Figure 7.9 Acetal formation in the reaction of benzaldehyde with ethanol. (Reproduced, with permission, from Carey FA, Giuliano RM. Organic Chemistry. 9th ed. New York: McGraw-Hill Education; 2014.)
The initial role of the acid catalyst is to protonate and thereby activate the carbonyl electrophile (benzaldehyde in the example shown in Figure 7.9). Reaction with nucleophile (Et–OH in this example) then leads ultimately to a hemi-acetal intermediate (steps 1–3). Next, the hemi-acetal can be protonated on the hydroxyl function and the C–O bond cleaved with loss of water, a good leaving group (steps 4 and 5). The loss of water results in formation of an oxygen-stabilized carbocation, which can be drawn in different resonance forms but is most often shown with a C=O double bond. This cationic species is of course an excellent electrophile and will react readily with an available nucleophile (water or Et–OH). Reaction with water leads back to the hemi-acetal, while reaction with alcohol generates the acetal product (had the carbonyl reactant been a ketone, the product would be a ketal). Because each step in this process is reversible, the reaction can be driven in either direction depending on the reaction conditions. For example, acetal formation is favored if the alcohol nucleophile is used as solvent and so is in large excess. Conversely, acetals can be converted back to aldehydes by reaction with aqueous acid. Acetals do not form under basic conditions because there is no means to produce the requisite oxygen-stabilized carbocation intermediate.

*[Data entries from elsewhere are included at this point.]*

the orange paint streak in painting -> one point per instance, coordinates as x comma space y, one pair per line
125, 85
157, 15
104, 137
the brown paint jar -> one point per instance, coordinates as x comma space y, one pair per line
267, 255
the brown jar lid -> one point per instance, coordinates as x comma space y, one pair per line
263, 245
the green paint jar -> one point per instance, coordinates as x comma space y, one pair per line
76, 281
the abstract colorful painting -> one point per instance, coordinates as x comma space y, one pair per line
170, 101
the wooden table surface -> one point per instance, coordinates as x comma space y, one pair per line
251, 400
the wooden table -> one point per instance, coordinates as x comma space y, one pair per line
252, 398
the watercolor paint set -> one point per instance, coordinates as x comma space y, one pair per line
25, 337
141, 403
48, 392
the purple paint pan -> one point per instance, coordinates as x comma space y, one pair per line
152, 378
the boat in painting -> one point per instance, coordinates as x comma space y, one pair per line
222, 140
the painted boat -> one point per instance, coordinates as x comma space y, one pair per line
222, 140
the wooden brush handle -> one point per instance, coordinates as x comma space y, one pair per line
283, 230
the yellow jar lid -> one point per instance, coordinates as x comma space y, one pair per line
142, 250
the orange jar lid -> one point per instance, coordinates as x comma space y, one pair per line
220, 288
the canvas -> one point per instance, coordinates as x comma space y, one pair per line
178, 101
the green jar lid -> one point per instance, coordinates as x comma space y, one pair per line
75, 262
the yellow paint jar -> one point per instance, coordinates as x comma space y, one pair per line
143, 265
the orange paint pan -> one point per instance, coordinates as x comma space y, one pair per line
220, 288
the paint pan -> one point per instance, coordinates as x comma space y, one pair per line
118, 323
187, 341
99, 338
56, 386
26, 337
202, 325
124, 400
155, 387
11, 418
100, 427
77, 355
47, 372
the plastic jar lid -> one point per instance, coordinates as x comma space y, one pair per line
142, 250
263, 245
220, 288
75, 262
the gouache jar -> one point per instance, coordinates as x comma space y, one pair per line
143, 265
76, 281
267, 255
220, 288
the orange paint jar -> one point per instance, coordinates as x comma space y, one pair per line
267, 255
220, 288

Earlier in this section we have noted that hemi-acetals and hemi-ketals are generally not stable and prefer to decompose to their component carbonyl and alcohol species. An exception to this rule is the case of cyclic hemi-acetals, which are often more stable than the corresponding acyclic hydroxy-aldehyde form. For example, the common sugars D-glucose and D-fructose exist chiefly in the form of a cyclic hemi-acetal and cyclic hemi-ketal, respectively (Figure 7.10). Whereas glucose exists primarily as a six-membered “pyranose” ring, fructose exists as a mixture of pyranose and five-membered “furanose” forms (the furanose form is shown in Figure 7.10). The hemi-acetal function of a sugar molecule (or monosaccharide) can react with an alcohol function of a second sugar to produce a disaccharide in which the two sugars are linked by an oxygen atom. In the context of carbohydrate chemistry, these acetal linkages are known as glycosidic bonds. Glycosidic bonds can be found in a wide variety of biologically important macromolecules, including in polysaccharides, that play important structural and energy-storage roles in biology. An example of a glycosidic bond relevant to drug metabolism is that formed between glucuronic acid and nucleophilic drugs or drug metabolites (Box 7.1).
Figure 7.10 Structures of D-glucose in D-fructose it their cyclic forms. The hemi-acetal and hemi-ketal bonds are highlighted in blue. Sucrose (table sugar) is a disaccharide formed by joining D-glucose and D-fructose via a glycosidic bond (also shown in blue).